Results: A total of 84 patients were included: 43 in the letermovir group and 41 in the control group. The median age was lower in the letermovir group (24 years; range 15–63) compared to the control group (31 years; range 17–63). Male patients comprised 60% of the letermovir group and 43% of the control group.
CMV-seropositive donors were more frequent in the control group (100%) compared to letermovir group (72%). The most common indication for transplantation in the letermovir group was sickle cell disease or thalassemia (58%), while acute leukemia (AML/ALL) was more prevalent in the placebo group.
Donor types were comparable, with haploidentical transplants being the most common in both groups. Peripheral blood was the predominant stem cell source. Reduced-intensity conditioning (RIC) was used more frequently in the letermovir group (60%) than in the control group (46%).
T-cell depletion strategies varied, with higher use of ATG and Campath in the letermovir group, while PTCy was more common in the control group. GVHD requiring steroid treatment occurred in 15 patients in the letermovir group and 12 in the control group.
Clinically significant CMV infection by Week 24 occurred in 37% of the Letermovir group compared to 68% in the control group (p = 0.0051). At Week 14, the rates were 20.5% and 65.8%, respectively (p = 0.0084). CMV recurrence was noted in 2.3% of Letermovir patients and 10% of cotorol patients (p = 0.1965), while CMV disease occurred only in the control group (5%) (p = 0.2352). Transplant-related mortality (TRM) was 11% in the Letermovir group and 7% in the control group (p = 0.7133).
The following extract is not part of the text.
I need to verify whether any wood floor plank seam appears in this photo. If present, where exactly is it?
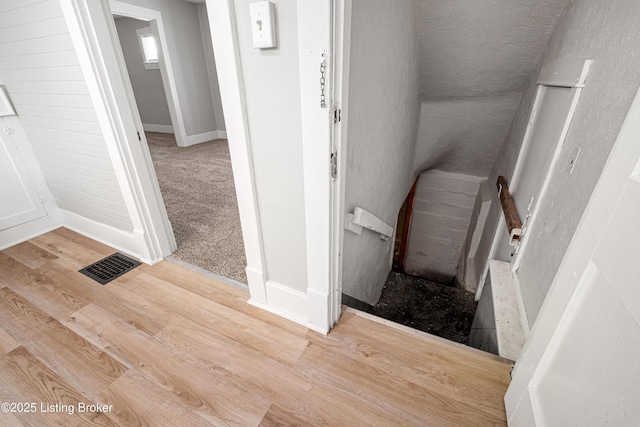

Conclusion: In this real-world retrospective study conducted in a high CMV endemic region, letermovir prophylaxis significantly reduced the incidence of clinically significant CMV infection in ultra-high-risk allogeneic hematopoietic-cell transplant recipients. Patients receiving letermovir demonstrated lower rates of CMV infection at both Week 14 and Week 24 post-transplant, with delayed onset of CMV reactivation and no observed CMV disease. These findings support the effectiveness of letermovir in mitigating CMV-related complications in high-risk populations and reinforce its role as a valuable component of post-transplant antiviral prophylaxis strategies.